Do people leave gifts to charity in their Wills?
In our experience, the number of clients who leave gifts to charity in their Wills is not reflective of their charitable donations during their lifetime. Most clients would donate to charity (either regularly or from time to time) during their lifetime, but only a small proportion would leave gifts to charity in their Wills (around 10%).
Clients who do leave gifts to charity in their Wills, would typically be people without immediate family, or those who have a personal connection or experience with a charity because that charity has had a personal impact on their lives (e.g. through illness, support, or personal, religious or educational affiliation).
It is more common to leave gifts to charity as a ‘backup’ or ‘calamity clause’ if other beneficiaries are not alive to receive their gifts, but most of the time this ends up being a token gesture as it is more likely than not that their primary beneficiaries will be alive and entitled to receive their gifts.
What to consider when leaving gifts to charity
One thing to consider is whether you want to leave:
- A specific gift such as a cash amount or a particular asset or property, or
- A percentage of your residual estate, being the balance of your estate left over after all costs and liabilities are paid, and specific gifts are made.
A specific gift provides certainty, but if your estate is worth less than you expect at the time of your death, this could mean that your residual beneficiaries end up with less than you anticipated. A percentage on the other hand, will mean that the charity will only ever receive a proportion relevant to the other beneficiaries. This could end up being significantly more or less than what you envisaged.
Other things to consider are:
- How you name and describe the charity and refer to its ABN so that it is easily identifiable, especially when there are different entities or branches forming part of the broader organisation or the charity may change names.
- Whether you want your gift to be applied to a specific purpose of the charity (e.g. for an educational scholarship) or whether you are content to have the charity apply the gift for their general purposes. Most charities would prefer the flexibility to deal with the gift as they see fit.
- What might happen if the charity is no longer in existence or has amalgamated or changed names. Will the gift be payable to successor charities? Do you want your executor to select a charity with similar purposes or objects? Make sure your Will is drafted to cover any future changes to the charity’s structure.

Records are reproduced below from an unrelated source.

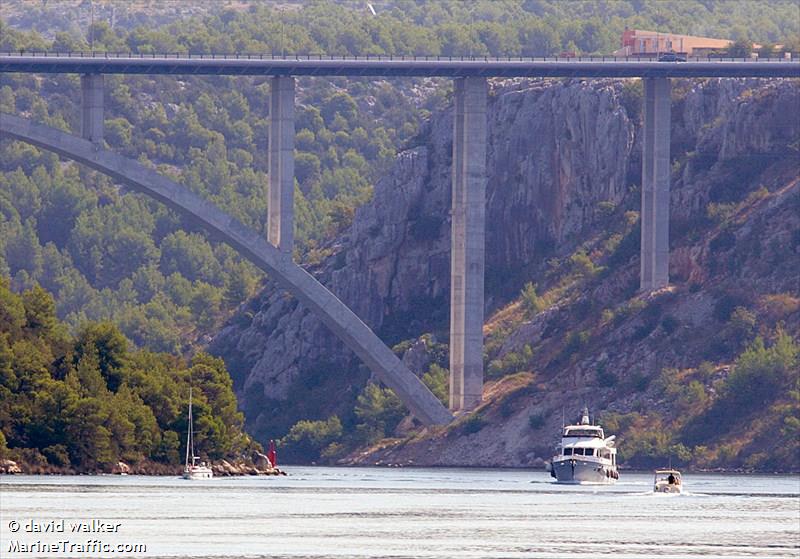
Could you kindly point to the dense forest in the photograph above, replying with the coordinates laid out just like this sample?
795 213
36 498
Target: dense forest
108 255
87 401
120 266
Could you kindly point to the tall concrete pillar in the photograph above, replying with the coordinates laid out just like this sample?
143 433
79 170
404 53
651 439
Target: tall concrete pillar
92 107
656 171
467 243
280 219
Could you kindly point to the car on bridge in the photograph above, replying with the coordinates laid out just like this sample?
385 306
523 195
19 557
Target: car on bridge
671 57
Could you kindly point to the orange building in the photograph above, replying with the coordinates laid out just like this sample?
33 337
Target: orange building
636 42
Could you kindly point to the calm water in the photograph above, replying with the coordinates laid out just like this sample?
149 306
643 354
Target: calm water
426 513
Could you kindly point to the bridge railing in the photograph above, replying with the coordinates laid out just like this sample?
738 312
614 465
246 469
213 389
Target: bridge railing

- The most tax effective way of leaving the gift to the charity. For example, where a charity is a deductible gift recipient (DGR), gifts of certain assets will disregard Capital Gains Tax (CGT) consequences, but on the flipside, gifts to DGRs under your Will will not be fully tax deductible even though they would have been during your lifetime.

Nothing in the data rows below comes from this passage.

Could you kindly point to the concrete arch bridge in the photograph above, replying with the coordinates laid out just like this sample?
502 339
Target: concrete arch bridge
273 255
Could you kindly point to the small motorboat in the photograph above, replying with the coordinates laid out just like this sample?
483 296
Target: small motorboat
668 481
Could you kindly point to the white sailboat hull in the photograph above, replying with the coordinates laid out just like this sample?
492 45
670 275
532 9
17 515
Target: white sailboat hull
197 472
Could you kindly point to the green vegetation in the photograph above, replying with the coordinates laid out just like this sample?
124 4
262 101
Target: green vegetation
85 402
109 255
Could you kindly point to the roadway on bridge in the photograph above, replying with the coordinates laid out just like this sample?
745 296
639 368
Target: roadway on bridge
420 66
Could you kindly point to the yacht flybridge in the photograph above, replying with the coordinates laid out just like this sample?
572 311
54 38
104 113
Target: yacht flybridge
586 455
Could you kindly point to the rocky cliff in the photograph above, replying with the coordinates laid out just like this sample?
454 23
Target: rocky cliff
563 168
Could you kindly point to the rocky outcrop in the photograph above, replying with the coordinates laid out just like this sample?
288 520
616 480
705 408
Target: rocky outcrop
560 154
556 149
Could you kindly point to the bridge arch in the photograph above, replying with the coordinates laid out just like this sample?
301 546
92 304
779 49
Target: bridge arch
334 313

The proposed gift to charity should always be considered in the context of the overall will and the interests of other beneficiaries.
- The size and nature of your estate from which the gift is to be made. Your assets may be owned in entities such as trusts or companies that will not form part of your estate governed by your Will. If most of your assets are owned in other non-estate structures, there may not be enough in your estate to fund the charitable gift.
- Setting up ongoing gifts to charities in accordance with your regular pattern of giving, to ensure that you can continue to support charities that are close to your heart if you lose decision making capacity, but you are still alive. This can be achieved using an Enduring Power of Attorney document, and is something you can chat to your attorney about.
What should you do before you leave money to charity?
You should:
- Get specialist legal and tax advice and have the will professionally drafted as part of an overall estate plan. We can help with this at Aintree Group Chartered Accountants and Aintree Group Legal.
- Contact the charity to find out the correct entity details and their recommendations for leaving gifts under Wills. Most charities will have information on their website about the best way to do this, and even suggested clauses to include.
- Consider the value of your overall estate and weigh up the competing interests of all the beneficiaries.
What are the risks associated with doing this?
The risks can include:
- If you leave money to charity, your wealth may not be distributed in the way you intended, because the gift ends up being more or less than you expected (see above regarding monetary gift versus percentage of estate).
- There can be adverse tax consequences due to the type of gift, or it might not be a tax effective gift when there is an opportunity to do so.
- The charity is misdescribed in your Will (e.g. the name and ABN do not match), creating uncertainty and ambiguity. This can lead to the gift failing.
- The funds are not applied in the way you intended.
Should I actually consider this for my Will?
Of course! If there is a cause close to your heart, then supporting that charity upon your death can be a very good idea.
It can be difficult for some charities who rely heavily on funds from specific benefactors. When those key benefactors pass away, then that reliable source of funding stops. Making appropriate provisions for a charity in your Will is a way you can continue to support that charity after your death. The charity receives one final donation to ease the financial impact of losing a regular benefactor.